Herr Sonderfeld erklärt, warum die Genossenschaften Interesse am Expandieren haben. »Wir dürfen als Genossenschaft zwar keinen Gewinn erwirtschaften, aber je mehr Häuser wir haben, um so mehr be
Foto: Michael Hughes
zahlte Arbeitsplätze können wir schaffen.« Denn während in kleinen Wohnungsgenossenschaften wie in der Fidicinstraße alle Arbeiten mehr oder weniger ehrenamtlich zu tätigen sind, nimmt die Genossenschaft ab einer bestimmten Größenordnung die Form eines kleinen Unternehmens an. Inzwischen besitzt die Bewohnergenossenschaft FriedrichsHeim 13 Häuser, um die sich 4 Festangestellte und 8 Pauschalisten kümmern.

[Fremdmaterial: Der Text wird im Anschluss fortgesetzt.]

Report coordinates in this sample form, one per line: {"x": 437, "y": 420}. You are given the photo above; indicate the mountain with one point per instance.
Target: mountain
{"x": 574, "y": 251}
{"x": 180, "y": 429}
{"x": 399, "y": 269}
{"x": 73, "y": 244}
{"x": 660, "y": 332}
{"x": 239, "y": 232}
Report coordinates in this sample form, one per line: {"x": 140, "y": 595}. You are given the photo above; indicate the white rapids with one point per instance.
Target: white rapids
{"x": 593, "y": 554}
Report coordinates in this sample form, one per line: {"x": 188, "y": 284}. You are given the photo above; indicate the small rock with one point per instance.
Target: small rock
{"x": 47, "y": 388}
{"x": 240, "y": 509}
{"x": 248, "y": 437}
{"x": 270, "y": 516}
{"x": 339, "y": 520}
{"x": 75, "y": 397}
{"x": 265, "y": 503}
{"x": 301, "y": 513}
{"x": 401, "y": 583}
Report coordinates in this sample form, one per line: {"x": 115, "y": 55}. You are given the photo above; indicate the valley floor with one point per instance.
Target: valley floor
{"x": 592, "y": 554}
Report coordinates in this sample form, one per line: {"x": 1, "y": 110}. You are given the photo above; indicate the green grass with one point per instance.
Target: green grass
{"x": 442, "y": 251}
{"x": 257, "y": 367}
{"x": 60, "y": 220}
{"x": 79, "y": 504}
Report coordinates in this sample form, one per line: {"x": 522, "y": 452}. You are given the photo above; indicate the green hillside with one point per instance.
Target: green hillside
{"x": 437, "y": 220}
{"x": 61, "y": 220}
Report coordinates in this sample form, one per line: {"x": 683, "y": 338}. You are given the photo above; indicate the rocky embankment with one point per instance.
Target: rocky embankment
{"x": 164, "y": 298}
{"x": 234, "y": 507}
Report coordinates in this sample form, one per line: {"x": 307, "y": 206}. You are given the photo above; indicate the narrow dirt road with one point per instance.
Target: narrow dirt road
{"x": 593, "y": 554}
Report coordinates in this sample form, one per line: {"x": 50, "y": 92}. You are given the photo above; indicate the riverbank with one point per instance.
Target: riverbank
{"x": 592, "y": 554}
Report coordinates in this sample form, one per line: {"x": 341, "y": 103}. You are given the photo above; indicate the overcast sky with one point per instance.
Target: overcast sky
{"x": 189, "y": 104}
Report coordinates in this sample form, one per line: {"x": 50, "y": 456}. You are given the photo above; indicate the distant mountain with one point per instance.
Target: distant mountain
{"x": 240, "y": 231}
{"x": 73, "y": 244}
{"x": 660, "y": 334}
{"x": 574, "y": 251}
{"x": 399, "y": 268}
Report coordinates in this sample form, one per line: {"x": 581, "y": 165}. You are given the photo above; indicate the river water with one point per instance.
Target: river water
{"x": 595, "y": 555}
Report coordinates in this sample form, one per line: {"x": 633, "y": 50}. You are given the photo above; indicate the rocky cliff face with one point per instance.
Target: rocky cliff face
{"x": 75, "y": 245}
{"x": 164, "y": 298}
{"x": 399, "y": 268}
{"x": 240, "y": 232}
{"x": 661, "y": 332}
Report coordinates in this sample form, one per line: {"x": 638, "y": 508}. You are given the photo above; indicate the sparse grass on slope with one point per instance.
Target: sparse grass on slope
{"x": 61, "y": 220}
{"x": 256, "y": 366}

Noch größer ist das »Kapital« der Wohnungsbaugenossenschaft am Ostseeplatz eG, vor wenigen Jahren von Bewohnern des Ostseekiezes gegründet, als ein Verkauf der Anlage an private Investoren anstand. Die ehemaligen Mieter haben gleich das komplette Viertel mit 214 Wohneinheiten gekauft, 150 Balkone angebaut und die kleinen Appartements für Alleinstehende zu familiengerechten Wohnungen zusammengelegt. Im großen Garten sitzen jetzt keine einsamen Rentner mehr, sondern spielen Kinder. Viele Bewohner sind inzwischen zu Wohnungseigentümern geworden. Ein Schritt, der ohne Genossenschaft nicht möglich gewesen wäre.

Sämtliche Projekte, so Barbara Rolfes-Poneß von den Projektleitern WorkArt + Bestgen, »knüpfen unmittelbar an ein Privatisierungsvorhaben von Wohnbeständen des Landes Berlin an.« Sie sind quasi eine letzte und »einmalige Chance« für die Bewohner, das Schicksal ihres Hauses, und damit auch ein Stück eigenes Schicksal, in die Hand zu nehmen. Sie können, bei garantiert niedriger Miete, in ihren Häusern wohnen bleiben, können gemeinschaftlich über die Gestaltung dieser Häuser entscheiden, können Eigentümer werden ohne die sonst lauernden Gefahren von Finanzierungsengpässen.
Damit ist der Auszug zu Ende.